Another important observation presented in my paper, upon which reviewers did not react, is about Noam Chomsky citing a bizarre biological “universal genome” theory:

“Same ideas, which are viewed as pseudoscientific in the biological community, can be considered progressive among linguists and anthropologists. A bold example of that is the Chomskyan idea that language emerges instantly. This implies that all languages and races are similar (and equal), and that the anthropological binary oppositions are constructed, in line with the tenets of post- structuralism. However, it is interesting that in support of his ideas Chomsky would quote a paper by a religious biologist [50] hypothesizing that a universal genome of all multicellular organisms was created instantly:

‘…it is now possible to contemplate seriously the proposal that there must be a ‘Universal Genome that encodes all major developmental programs essential for various phyla of Metazoa’ that emerged at the time of the Cambrian explosion half a billion years ago (Sherman, 2007). From this perspective there is only a single multicellular animal from an appropriately abstract point of view. Observed variety would be superficial’ [51]”

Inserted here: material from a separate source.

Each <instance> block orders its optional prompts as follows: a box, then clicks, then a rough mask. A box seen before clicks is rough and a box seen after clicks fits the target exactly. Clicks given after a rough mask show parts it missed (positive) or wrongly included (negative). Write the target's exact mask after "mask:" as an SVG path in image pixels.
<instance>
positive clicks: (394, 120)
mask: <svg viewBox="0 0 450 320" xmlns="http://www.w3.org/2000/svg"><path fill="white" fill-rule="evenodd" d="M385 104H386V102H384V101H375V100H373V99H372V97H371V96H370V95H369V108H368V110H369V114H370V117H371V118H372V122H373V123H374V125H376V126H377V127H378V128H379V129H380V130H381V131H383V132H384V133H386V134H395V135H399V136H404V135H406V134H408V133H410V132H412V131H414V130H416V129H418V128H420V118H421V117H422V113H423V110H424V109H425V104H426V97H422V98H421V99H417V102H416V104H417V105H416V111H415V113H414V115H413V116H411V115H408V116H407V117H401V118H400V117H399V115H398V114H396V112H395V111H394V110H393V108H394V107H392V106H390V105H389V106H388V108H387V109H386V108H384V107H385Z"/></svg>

The instant and spontaneous origin of complex systems is perhaps the key problem in the study of emergence. Chomsky is a founder of the post-structuralist (or “generativist” when in linguistics) paradigm, which became influential if not dominant in the humanities. This makes the connection remarkable. The relation of this paradigm with the biomimetics, which redefines the boundary between living and artificial, is worthwhile to think about.

After I had spent maybe a week of my time preparing and revising the article (in response to the invitation to contribute), what would I do? Of course, when I happened to receive another invitation to publish for free in a biomimetics open-access, I just sent the manuscript to another journal. This one is based in India, they are unbiased politically, and they reviewed and published it quickly. There are still some problems with typesetting oriental fonts (I use Arabic, Hebrew, Sanskrit, Chinese, Tibetan, and Ancient Egyptian in the paper), many of which should be written right-to-left, but it is perhaps unrealistic to expect perfection with these exotic fonts from a publisher who is not used to them.